The platform is managed by ASI’s Student Involvement office. The Free Speech Area runs from the brick wall at the east end of Taco Bell and continues westward to the main entrance of the Henry Madden Library. A straight line from the library entrance to the University Center forms the southern edge of the Free Speech Area, and it continues north, ending at the row of planters located on the walkway, according to Student Involvement guidelines.

Josh Edrington, a coordinator at Student Involvement, said the public is not limited to staying in that specific area. Most speakers use the Free Speech Area because of its heavy foot-traffic.

Students, organizations, faculty or anyone coming from off campus must obtain a permit from Student Involvement, and notify the campus of the date and time that a space will be used. The reservation system is used to avoid conflict between those who would like to use the platform.  Student Involvement regularly provides priority to students or any organization with an affiliation to Fresno State, Edrington said.

All reservations go through the review of the University Police Department to determine if the event will need any police presence.

Though the campus oversees the set date and time, it has no power over the students’ and the speakers’ messages.

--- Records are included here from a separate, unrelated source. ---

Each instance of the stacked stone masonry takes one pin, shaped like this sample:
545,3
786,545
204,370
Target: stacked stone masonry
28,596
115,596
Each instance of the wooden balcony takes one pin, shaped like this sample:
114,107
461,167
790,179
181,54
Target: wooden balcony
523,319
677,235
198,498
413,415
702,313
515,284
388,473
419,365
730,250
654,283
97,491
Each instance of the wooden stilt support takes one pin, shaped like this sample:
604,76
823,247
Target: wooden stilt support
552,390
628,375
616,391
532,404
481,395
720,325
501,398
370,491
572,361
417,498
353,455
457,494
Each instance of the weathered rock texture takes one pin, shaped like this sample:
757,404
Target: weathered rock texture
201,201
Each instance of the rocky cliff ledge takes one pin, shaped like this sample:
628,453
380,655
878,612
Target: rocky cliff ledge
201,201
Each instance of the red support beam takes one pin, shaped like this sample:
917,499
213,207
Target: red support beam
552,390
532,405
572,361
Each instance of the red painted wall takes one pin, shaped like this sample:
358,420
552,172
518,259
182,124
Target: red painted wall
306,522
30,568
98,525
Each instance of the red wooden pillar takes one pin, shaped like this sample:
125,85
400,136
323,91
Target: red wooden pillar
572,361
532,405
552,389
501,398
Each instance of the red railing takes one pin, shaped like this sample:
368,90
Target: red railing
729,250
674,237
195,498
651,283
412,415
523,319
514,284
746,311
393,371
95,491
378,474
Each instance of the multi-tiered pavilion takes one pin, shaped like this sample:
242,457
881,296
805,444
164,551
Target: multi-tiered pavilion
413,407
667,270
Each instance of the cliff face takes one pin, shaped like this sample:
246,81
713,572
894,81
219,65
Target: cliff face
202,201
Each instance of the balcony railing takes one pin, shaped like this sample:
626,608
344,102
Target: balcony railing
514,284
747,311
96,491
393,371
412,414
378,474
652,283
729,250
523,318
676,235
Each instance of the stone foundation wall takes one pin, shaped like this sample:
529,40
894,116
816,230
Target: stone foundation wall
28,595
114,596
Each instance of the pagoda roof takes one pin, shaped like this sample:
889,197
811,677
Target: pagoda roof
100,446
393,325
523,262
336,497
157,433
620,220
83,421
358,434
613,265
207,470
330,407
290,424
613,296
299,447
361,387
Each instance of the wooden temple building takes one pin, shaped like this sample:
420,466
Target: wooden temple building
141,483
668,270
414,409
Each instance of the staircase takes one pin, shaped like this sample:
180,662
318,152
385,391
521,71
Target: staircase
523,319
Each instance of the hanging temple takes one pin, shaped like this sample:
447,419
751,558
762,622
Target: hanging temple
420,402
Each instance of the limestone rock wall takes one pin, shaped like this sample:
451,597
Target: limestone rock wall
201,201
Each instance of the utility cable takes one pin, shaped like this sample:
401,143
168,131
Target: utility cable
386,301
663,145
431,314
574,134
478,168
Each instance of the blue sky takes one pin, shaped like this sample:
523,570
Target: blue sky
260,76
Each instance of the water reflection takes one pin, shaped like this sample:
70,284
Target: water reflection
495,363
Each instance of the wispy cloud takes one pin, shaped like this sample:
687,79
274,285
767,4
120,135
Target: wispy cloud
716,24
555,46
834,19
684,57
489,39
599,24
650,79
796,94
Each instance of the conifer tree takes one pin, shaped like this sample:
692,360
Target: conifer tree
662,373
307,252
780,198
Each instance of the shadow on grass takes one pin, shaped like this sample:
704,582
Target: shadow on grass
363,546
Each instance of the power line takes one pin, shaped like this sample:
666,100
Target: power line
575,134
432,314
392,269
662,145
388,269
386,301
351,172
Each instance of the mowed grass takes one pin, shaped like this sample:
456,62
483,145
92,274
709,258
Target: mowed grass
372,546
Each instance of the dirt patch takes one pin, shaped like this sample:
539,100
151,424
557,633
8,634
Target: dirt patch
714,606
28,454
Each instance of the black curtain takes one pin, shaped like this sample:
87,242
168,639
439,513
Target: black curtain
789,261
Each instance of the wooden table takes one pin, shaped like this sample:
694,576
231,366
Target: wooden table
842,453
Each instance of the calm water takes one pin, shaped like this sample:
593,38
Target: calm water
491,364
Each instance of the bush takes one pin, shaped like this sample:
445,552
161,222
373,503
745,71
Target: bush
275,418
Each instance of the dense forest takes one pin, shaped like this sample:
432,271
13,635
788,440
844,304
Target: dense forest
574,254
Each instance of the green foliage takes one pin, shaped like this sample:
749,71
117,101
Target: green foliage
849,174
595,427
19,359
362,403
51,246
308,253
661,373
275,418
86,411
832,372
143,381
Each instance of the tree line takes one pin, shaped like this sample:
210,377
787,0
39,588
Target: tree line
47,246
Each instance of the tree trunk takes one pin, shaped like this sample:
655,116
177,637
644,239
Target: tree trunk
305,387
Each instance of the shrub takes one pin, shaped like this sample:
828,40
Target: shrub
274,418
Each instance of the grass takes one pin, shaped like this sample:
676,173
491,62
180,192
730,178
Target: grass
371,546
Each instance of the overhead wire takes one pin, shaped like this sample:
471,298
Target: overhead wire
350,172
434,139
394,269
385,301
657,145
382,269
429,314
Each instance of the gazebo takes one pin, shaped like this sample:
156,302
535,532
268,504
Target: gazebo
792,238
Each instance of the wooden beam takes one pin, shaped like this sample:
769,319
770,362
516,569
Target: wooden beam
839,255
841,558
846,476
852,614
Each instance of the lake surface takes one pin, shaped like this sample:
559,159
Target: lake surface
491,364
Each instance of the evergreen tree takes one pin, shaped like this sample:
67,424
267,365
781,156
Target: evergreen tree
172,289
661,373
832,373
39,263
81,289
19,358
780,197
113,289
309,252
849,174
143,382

“Individuals coming from the outside cannot reserve the platform, but if they show up to be out in the Free Speech Area to have their message heard, and no events are reserved for the platform, they have the ability to walk up and use it,” Edrington said.

Margarita Bocanegra, a senior at Fresno State, believes freedom of speech should be allowed on campus, but certain topics should be allowed and others should not.

“For me and my organization, you have to watch kind of what you say,” said Bocanegra, who is a member of Alpha Pi Sigma. “Be respectful. Some people might take to the extreme and insult someone.”

Bocanegra said that once people begin to get hurt, there should be a limit to freedom of speech.

“Some people might not know how to use the First Amendment,” Bocanegra said. “I feel it’s right we should have that. You just need to know how to get your point across.”

The campus has received complaints about controversial protestors who arrive on campus, Edrington said. The campus cannot take any action and must permit individuals to practice their freedom of speech.

“If an individual came out with a message that turned into what would appear to be a personal threat of some sort — where the person truly felt threatened—we would direct those individuals to the campus police department,” Edrington said. “From our standpoint, if there are any issues where any laws have been violated, we would connect to the campus police.”

Gary Nelson, senior coordinator at Student Involvement, pointed out that campus police are here to make the students feel safe. Cameras located in the area would assist police if a situation requires it.

In 1997, the Ku Klux Klan held a rally at Fresno State. The only part that the school had control over was scheduling to ensure police were on scene to keep the public safe, Nelson said.

“They do have the right to freedom of speech,” Nelson said. “If there were hate, or inciting violence or saying things that are harmful to others, the police could ask the individual to stop or to leave.”

Freshman Ana Barbosa says she personally wouldn’t use the Free Speech Area and doesn’t mind those who use it.

“It doesn’t really affect me,” Barbosa said. “If I want to listen to it, if I’m interested, I’ll stop and listen. But if it doesn’t involve me, I’ll just keep walking.”

A preacher who uses the Free Speech Area often declined to comment, but did say Fresno State is the only place he speaks at.

Fresno State, as a public university, must continue to provide an area where the public may practice its First Amendment right to freedom of speech.

“Honestly, with the individuals that come out to the Free Speech Area, that’s what they do; that is their job,” Edrington said. “They know all about the First Amendment and what they can and cannot say and what’s going to be pressure points,” Edrington said.

“They realize if you are walking by and they say something to get to you, you are going to stop and get other individuals to do the same, and they will get an audience, and that is what they want.”